When ipykernel.pylab.backend_inline is being imported (by matplotlib.pyplot), it runs _enable_matplotlib_integration, which tries to set things up* (and critically, to register the flush_figures() callback). If that setup fails unexpectedly, it is postponed (by registering configure_once which will attempt the same setup again then immediately unregister itself).

It seems that the underlying bug relates to circular imports (causing that setup to initially fail). The configure_once mechanism is a work-around, to delay execution of setup until after the modules have finished being imported. This work-around is flawed, preventing the first cell from working (because the setup won't register flush_figures() until just after the callback list has been already executed for the cell).


Note that everything works if the imports occur in a different order:

In [1]: import ipykernel.pylab.backend_inline # import this first
        import matplotlib.pyplot as plt
        plt.plot([1,3,2]) # this works

*The setup mentioned earlier involves executing a couple functions in IPython.core.pylabtools which in turn try to import and use components of matplotlib.pyplot and ipykernel.pylab.backend_inline. The complication is that (depending on the order of the top level imports) one or both of those modules will itself be only partially imported at this stage.

Normally, ipykernel.pylab.backend_inline is imported during import of matplotlib.pyplot (because the ipython kernel has set an environment variable to configure the default backend for matplotlib to be so). Until this finishes, python does not yet assign the pyplot attribute on matplotlib, and thus, subroutines trying to reference pyplot (by parent attribute) raise exceptions.
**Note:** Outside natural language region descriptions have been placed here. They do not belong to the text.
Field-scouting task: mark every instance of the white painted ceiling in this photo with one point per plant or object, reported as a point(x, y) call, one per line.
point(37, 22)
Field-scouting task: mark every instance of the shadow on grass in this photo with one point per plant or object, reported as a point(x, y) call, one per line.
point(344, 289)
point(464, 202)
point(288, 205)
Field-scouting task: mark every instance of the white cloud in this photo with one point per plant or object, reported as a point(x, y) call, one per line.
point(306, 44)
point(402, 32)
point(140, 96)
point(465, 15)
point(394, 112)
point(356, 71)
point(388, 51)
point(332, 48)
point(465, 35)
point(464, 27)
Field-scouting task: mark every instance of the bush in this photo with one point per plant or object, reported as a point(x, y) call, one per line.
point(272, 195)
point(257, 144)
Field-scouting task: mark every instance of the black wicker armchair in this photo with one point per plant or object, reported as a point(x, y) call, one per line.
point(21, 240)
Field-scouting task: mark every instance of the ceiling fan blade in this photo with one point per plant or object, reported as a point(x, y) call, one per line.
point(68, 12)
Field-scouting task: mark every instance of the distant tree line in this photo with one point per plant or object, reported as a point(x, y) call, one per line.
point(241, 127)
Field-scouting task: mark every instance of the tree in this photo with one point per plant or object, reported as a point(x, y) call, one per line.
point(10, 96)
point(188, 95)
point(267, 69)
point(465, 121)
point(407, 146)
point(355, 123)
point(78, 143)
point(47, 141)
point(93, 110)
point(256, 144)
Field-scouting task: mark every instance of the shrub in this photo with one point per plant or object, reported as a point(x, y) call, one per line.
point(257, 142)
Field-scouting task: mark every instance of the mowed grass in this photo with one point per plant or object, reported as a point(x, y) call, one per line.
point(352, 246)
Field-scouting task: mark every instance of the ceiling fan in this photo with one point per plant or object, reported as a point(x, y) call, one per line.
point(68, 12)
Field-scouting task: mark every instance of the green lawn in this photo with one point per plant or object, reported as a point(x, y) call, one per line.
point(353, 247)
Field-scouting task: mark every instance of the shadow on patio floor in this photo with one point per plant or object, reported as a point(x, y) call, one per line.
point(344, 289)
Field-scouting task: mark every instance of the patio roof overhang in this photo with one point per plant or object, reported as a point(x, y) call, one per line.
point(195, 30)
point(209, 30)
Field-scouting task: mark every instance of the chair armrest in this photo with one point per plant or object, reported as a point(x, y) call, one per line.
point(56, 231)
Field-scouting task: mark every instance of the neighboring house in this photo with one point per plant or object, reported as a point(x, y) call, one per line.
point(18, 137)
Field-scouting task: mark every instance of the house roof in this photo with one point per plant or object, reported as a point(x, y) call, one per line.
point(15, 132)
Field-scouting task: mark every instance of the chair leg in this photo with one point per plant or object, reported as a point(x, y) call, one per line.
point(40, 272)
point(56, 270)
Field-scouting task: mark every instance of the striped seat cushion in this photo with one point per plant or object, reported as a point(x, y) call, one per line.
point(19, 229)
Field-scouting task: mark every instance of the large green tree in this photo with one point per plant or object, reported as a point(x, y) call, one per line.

The code may be more resilient agaist circular imports if IPython.core.pylabtools.activate_matplotlib used the from matplotlib import pyplot as plt syntax (and later python versions may also improve the situtation):

In [1]: import inspect, IPython.core.pylabtools
        exec(inspect.getsource(IPython.core.pylabtools.activate_matplotlib)
                .replace('import matplotlib.pyplot', 'from matplotlib import pyplot')
                .replace('matplotlib.pyplot', 'pyplot'), 
             IPython.core.pylabtools.__dict__) # apply patch

        import matplotlib.pyplot as plt
        plt.plot([1,3,2]) # this works also, in python 3.6

So there are a several different ways of fixing our problem. Ideally, the imports should be fixed so the workaround isn't needed (ideally by eliminating circular imports and/or by not executing functions during import, but possibly just by using more resilient import syntaxes). Alternatively, flush_figures could be registered earlier (by _enable_matplotlib_integration), or be invoked invoked directly from configure_once, or the order of callback evaluation be changed so that flush_figures doesn't miss its turn (say by appending flush_figures to the same callback list as configure_once, or by executing the post_run_cell list prior to the post_execute list).

In [1]: import matplotlib.pyplot as plt
        get_ipython().events.trigger('post_run_cell') # call configure_once() earlier
        plt.plot([1,3,2]) # also works

I'll see about putting together a PR or two..

@benjimin's fix in IPython >= 7.10.0 appears to resolve the issue - so I'm closing it. Thanks @benjimin!